Choosing which airline to take for your positioning flight may make the difference between an almost seamless connection or a sense of déjà vu where you’ll need to do the entire airport check-in process all over again. That means you’d need to land, go to baggage claim to collect luggage, head back up to the departures lane, recheck your bags and go back through security. If your international flight is leaving from a large airport like JFK, LAX or O’Hare, you’ll also need to take a train between terminals with all of your luggage (except you can’t do that from O’Hare right now).

That is, unless the two airlines you’re flying have an interline baggage agreement. These agreements go into airlines’ booking tickets on the other airlines and accommodating delayed passengers as well, but what we’re interested in is the baggage rules.

Here’s a simplified list of the interline baggage rules for the major U.S. carriers:
NOTE: You’ll see the term PNR thrown around in these descriptions, which stands for Passenger Name Record. That’s the six character number assigned to your airline reservation. You can save several flights under the same PNR, even from different airlines. The issue we are discussing involves having two flights on different airlines with different PNR’s
Bold type is for emphasis on rules for two separate tickets.


Effective for travel on or after January 11, 2016, Delta will check a passenger’s baggage between the origin and destination airports that are issued on a single or conjuncted* ticket exclusively. When issued on one ticket, Delta will also continue to check baggage through to the ticketed destination for interline itineraries.  If a second ticket is presented for travel, Delta will only check the bag to the destination of the Delta ticket(s). Baggage may be claimed at the Delta-ticketed destination, and then re-checked by the customer with the downline carrier for the next flight.

* A single ticket also means a conjuncted (i.e., conjunctive) ticket. Conjuncted tickets are sequential in number on same ticket stock.  It is not possible to conjunct tickets from different airlines.
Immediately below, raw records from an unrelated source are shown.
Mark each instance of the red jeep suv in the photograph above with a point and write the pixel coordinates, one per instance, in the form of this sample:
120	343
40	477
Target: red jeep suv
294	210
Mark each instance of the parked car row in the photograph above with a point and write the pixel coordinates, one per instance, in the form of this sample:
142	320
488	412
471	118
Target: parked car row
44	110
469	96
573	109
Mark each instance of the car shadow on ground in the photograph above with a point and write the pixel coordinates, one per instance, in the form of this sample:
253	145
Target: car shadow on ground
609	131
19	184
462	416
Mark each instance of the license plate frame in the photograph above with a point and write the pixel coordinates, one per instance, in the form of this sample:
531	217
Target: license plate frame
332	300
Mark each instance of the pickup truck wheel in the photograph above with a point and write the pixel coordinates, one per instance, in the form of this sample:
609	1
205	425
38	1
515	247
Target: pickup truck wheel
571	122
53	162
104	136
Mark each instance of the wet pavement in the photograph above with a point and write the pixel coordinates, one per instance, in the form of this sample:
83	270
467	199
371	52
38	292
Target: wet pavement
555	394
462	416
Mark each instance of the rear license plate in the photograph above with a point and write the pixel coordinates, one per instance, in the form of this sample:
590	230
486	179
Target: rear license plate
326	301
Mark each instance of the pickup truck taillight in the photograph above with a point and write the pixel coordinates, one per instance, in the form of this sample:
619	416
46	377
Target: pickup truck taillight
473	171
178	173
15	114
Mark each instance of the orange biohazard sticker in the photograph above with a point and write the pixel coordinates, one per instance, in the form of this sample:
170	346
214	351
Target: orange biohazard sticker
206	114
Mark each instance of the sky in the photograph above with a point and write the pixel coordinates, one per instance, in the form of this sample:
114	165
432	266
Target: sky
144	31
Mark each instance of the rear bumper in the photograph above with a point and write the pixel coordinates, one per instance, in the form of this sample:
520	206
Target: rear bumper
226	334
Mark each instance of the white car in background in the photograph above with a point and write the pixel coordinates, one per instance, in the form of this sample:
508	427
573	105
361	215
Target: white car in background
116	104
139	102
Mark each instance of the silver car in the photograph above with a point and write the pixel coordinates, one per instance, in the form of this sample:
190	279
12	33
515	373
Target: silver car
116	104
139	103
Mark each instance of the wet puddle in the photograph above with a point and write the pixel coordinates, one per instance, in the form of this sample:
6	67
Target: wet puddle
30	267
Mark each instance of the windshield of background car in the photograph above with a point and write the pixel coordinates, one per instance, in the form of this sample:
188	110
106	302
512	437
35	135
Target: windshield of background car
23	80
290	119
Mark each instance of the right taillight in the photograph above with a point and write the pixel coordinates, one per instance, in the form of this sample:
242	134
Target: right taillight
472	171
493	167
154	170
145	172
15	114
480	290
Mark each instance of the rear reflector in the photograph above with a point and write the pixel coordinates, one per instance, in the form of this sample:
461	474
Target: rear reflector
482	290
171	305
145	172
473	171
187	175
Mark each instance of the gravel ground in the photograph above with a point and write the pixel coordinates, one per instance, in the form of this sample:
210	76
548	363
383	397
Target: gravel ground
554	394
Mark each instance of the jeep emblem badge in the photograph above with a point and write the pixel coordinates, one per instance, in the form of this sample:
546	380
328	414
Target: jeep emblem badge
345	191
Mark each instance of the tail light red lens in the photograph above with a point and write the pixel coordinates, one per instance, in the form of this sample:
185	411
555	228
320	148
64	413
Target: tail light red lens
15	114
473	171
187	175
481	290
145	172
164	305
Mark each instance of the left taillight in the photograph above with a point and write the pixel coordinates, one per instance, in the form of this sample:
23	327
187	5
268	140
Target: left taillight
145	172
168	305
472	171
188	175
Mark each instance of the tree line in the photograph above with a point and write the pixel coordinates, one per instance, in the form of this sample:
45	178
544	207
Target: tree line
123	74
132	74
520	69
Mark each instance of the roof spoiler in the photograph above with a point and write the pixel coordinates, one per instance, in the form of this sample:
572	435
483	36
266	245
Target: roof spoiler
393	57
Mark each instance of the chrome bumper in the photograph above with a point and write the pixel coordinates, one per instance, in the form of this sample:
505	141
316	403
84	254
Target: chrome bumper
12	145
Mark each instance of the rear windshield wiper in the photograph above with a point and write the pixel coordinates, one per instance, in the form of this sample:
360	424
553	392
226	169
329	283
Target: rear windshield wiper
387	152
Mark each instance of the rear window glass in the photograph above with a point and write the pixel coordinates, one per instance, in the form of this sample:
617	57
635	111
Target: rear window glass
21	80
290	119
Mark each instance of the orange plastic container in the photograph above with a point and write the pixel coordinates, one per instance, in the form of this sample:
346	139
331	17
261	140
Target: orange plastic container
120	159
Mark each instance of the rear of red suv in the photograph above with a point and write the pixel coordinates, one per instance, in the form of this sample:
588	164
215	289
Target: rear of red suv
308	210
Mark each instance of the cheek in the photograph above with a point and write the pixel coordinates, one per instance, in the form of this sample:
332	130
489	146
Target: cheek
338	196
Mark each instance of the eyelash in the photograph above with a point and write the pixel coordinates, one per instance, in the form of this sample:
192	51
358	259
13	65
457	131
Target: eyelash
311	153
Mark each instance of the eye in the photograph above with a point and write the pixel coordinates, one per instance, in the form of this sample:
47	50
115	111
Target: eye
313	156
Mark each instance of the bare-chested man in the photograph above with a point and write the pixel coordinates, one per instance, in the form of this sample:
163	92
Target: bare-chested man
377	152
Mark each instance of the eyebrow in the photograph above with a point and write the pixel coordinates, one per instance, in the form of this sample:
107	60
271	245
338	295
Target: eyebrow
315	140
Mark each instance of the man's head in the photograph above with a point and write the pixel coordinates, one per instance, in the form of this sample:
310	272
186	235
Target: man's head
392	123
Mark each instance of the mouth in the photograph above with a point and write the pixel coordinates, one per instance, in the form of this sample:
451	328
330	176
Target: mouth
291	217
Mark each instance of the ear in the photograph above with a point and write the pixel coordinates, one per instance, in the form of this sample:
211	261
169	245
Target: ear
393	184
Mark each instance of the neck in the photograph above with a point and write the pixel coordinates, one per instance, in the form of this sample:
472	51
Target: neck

In cases as noted below, when more than one ticket is presented, Delta will continue to through-check baggage from the origin to the destination.

  • An entire journey (itinerary) consisting of Delta-marketed / Delta-operated flights
  • SkyMiles Award plus a ticket with Delta-marketed / Delta-operated flights
  • Delta ticket plus a ticket on the Delta partner airlines listed below:   
    • Aeromexico (AM)
    • Air France (AF)
    • Alitalia (AZ)
    • China Eastern (MU) 
    • GOL (G3)
    • Jet Airways (9W)
    • KLM (KL)
    • Korean Air (KE)
    • Virgin Atlantic (VS)
    • Virgin Australia (VA)
  • Delta ticket plus a:
    • SkyTeam pass ticket
    • Ticket with travel on a Visit USA (VUSA) fare
    • Connection to a Delta charter flight


If you have a separate ticket on another carrier, you must claim bags at the destination of the first ticketed itinerary and check bags with the other carrier to the final destination. Baggage can be checked through to the final destination if the separate ticketed itinerary includes Star Alliance member airline-operated flights



Travel that includes multiple airlines or tickets

If your travel includes multiple tickets, and/or travel on more than one airline, your baggage fees and rules may be determined by the other airline. Please check your ticket, or call Alaska Airlines Reservations at 1-800-252-7522 to help determine which airline rules and fees apply to your journey.

When making international connections on a separate ticket to other airlines within twelve (12) hours of arriving in the connection city, you may follow the baggage allowance and weight restrictions of the international airline – provided a ticketing and baggage agreement is in place between Alaska Airlines and the other carrier.


When there are separate tickets issued in separate PNR’s, customer’s baggage will be checked to the final destination of the American 001 ticket. The customer is responsible for the baggage fees associated on the second ticket when the baggage is re-checked with the Oneworld airline. This may involve exiting the secure area to claim and re-check the baggage. International flights may require clearing customs and rechecking on the other airline to the final destination.

American’s policy even is applied if you purchased two separate tickets FROM AMERICAN.  If they’re on two different PNRs, you need to collect your bags and recheck them for your next flight. You know your policy is too complicated when you need a chart to explain it.


Southwest (From a Southwest message forum)

Hi @Ruth0821,

You’ll have to retrieve your bag from baggage claim after the end of your Southwest flight and check it on Hawaiian for the next portion of your trip. 

Community Manager
The Southwest Airlines Community



JetBlue does not provide baggage transfers or disruption protection during irregular operations for customers traveling on separately booked tickets between JetBlue and our partner airlines or between JetBlue and our non-partner airlines.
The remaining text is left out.